Annual report pursuant to Section 13 and 15(d)

Stockholders' Equity (Tables)

v3.21.1
Stockholders' Equity (Tables)
12 Months Ended
Dec. 31, 2020
Equity [Abstract]  
Summary of Terms of Series D Preferred Stock

The terms of the Series D Preferred Stock are as follows:

 

Stated Value   $1,000 per share, subject to increase for (a) any capitalized dividends and (b) on June 30, 2020 (and each six-month anniversary thereafter), the Stated Value shall increase by 5%.
     
Dividends:   The Series D Preferred Stock shall participate with any dividends paid to the holders of common stock. In addition, from now until June 30, 2020, shall accrue dividends at a rate of 8% per annum and from June 30, 2020 and thereafter, at 12% per annum, which shall capitalize to the stated value of the Series D Preferred Stock on a monthly basis.

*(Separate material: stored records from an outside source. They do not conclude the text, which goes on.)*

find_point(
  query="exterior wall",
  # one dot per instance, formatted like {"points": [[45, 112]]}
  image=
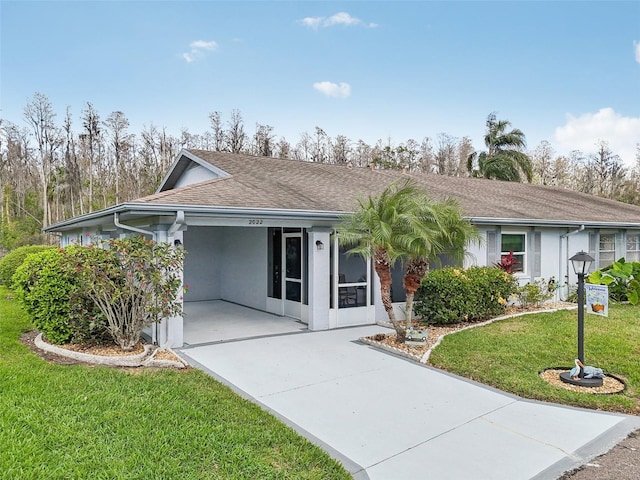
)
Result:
{"points": [[202, 263], [243, 272]]}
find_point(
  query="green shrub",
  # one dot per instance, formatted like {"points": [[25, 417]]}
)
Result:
{"points": [[622, 278], [534, 294], [451, 295], [49, 289], [42, 287], [12, 260]]}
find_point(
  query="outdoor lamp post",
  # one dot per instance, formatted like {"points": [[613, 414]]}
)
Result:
{"points": [[581, 262]]}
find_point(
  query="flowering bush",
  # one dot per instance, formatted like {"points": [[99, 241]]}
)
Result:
{"points": [[508, 263], [80, 293], [42, 287], [451, 295], [534, 294], [134, 282]]}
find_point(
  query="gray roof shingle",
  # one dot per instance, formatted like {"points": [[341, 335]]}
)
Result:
{"points": [[273, 183]]}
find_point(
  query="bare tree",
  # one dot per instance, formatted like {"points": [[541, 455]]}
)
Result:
{"points": [[91, 140], [319, 150], [542, 160], [608, 169], [40, 116], [341, 150], [427, 157], [361, 154], [219, 137], [236, 136], [117, 123], [446, 158], [283, 148], [263, 141]]}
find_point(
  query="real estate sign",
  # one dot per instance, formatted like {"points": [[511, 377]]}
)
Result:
{"points": [[597, 299]]}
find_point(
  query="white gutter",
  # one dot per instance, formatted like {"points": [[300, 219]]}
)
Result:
{"points": [[178, 222], [566, 236], [117, 223]]}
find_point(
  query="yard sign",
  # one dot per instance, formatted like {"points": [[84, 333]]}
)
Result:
{"points": [[597, 299]]}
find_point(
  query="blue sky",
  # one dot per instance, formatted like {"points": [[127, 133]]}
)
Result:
{"points": [[565, 72]]}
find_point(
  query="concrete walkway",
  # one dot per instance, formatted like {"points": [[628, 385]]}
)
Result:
{"points": [[385, 417]]}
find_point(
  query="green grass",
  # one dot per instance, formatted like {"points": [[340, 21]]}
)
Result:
{"points": [[508, 354], [78, 422]]}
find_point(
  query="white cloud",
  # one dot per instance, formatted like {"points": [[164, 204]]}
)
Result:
{"points": [[198, 49], [204, 45], [312, 22], [330, 89], [584, 132], [340, 18]]}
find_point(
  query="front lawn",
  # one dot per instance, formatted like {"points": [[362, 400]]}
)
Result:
{"points": [[77, 422], [508, 354]]}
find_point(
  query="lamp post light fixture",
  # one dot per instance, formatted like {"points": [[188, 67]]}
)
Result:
{"points": [[581, 262]]}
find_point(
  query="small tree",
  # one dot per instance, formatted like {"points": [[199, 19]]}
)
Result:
{"points": [[134, 283]]}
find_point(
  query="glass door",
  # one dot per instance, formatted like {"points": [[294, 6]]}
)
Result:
{"points": [[293, 274]]}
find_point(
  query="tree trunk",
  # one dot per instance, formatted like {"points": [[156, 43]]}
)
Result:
{"points": [[415, 271], [383, 269]]}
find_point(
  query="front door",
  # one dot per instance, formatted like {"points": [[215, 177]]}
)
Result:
{"points": [[293, 274]]}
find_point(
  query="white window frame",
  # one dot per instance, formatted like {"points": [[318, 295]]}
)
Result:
{"points": [[524, 253], [632, 255], [601, 265]]}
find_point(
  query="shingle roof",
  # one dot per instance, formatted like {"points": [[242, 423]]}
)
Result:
{"points": [[264, 182]]}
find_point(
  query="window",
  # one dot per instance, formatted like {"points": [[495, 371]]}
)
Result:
{"points": [[606, 250], [516, 243], [633, 248]]}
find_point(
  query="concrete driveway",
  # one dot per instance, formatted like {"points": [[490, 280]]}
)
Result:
{"points": [[385, 417]]}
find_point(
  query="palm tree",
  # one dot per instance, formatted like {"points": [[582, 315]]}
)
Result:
{"points": [[403, 223], [378, 229], [504, 159], [444, 231]]}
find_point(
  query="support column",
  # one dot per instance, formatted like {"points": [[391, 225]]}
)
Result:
{"points": [[319, 277], [170, 329]]}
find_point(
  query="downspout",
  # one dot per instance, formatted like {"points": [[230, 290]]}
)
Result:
{"points": [[566, 236], [116, 222], [175, 226]]}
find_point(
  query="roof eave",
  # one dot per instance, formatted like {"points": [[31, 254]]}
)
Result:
{"points": [[535, 222]]}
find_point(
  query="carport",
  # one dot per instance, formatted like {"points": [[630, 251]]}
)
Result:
{"points": [[215, 321]]}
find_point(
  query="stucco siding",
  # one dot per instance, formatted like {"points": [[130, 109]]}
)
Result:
{"points": [[203, 263], [244, 279]]}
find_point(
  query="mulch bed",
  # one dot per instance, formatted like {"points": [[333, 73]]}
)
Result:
{"points": [[28, 339]]}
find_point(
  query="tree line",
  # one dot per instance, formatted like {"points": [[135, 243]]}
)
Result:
{"points": [[55, 168]]}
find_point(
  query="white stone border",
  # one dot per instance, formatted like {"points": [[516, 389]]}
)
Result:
{"points": [[425, 358], [146, 358]]}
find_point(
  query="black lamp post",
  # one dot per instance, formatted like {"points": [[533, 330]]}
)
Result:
{"points": [[581, 262]]}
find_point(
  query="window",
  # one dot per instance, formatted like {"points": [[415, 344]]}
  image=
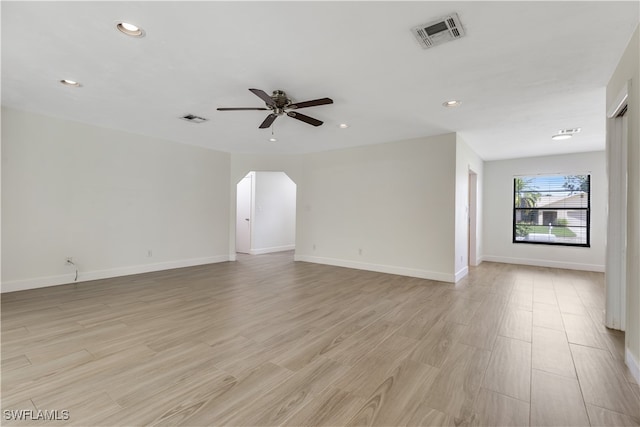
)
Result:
{"points": [[552, 209]]}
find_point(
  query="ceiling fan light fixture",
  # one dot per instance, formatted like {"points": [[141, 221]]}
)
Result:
{"points": [[130, 29], [452, 103], [70, 83]]}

Upon the occurrence of certain triggering events, the Series D Preferred Stock shall accrue additional dividends at a default rate set forth in the definitive documentation.
     
Conversion Price:   The Investor may elect to convert the Series D Preferred Stock into shares of common stock at a conversion price (the “Conversion Price”) equal to $1.00 per share. The Conversion Price of the Series D Preferred Stock shall be subject to customary adjustments for stock splits, dividends, recapitalizations and similar events. The Series D Preferred Stock shall be alternatively convertible at the Alternate Conversion Price (as defined in our previously outstanding notes (the “Existing Notes”).
     
Voting Rights   Series D Preferred Stock vote together on all matters as a class, with the approval of a majority of the Series D Preferred Stock required to amend or waive any term or condition of the Series D Preferred Stock. Series D Preferred Stock shall vote on an as-converted basis with the holders of common stock on all matters (subject to applicable ownership blockers, including not exceeding 19.9% in any event). 
     
Company Exchange Right   The Company shall have the right to exchange the Series D Preferred Stock, at its option back into senior secured convertible notes in the form of the Existing Notes, at any time, with such New Exchange Notes having an initial outstanding amount equal to the stated value, accrued and unpaid dividends and any other amounts outstanding with respect to such Series D Preferred Stock subject to such exchange. 
     
Limitations on Beneficial Ownership:   Notwithstanding anything herein to the contrary, no Preferred Stock of any Investor shall be issued or shall be convertible if after such conversion such Investor would beneficially own more than 4.99% of the shares of common stock then outstanding (as defined under Section 13(d) of the Securities Act of 1933, as amended). 
     
Exchange Cap   The Series D Preferred Stock shall share the Exchange Cap of the August 19, 2019 Series A Note and Series B Note and, to the extent the Existing Notes have been converted into 19.9% of the common stock, shall not be convertible until such time as stockholder approval has been obtained and/or additional shares of common stock are eligible to be converted thereunder in compliance with the rules and regulations of the Principal Market.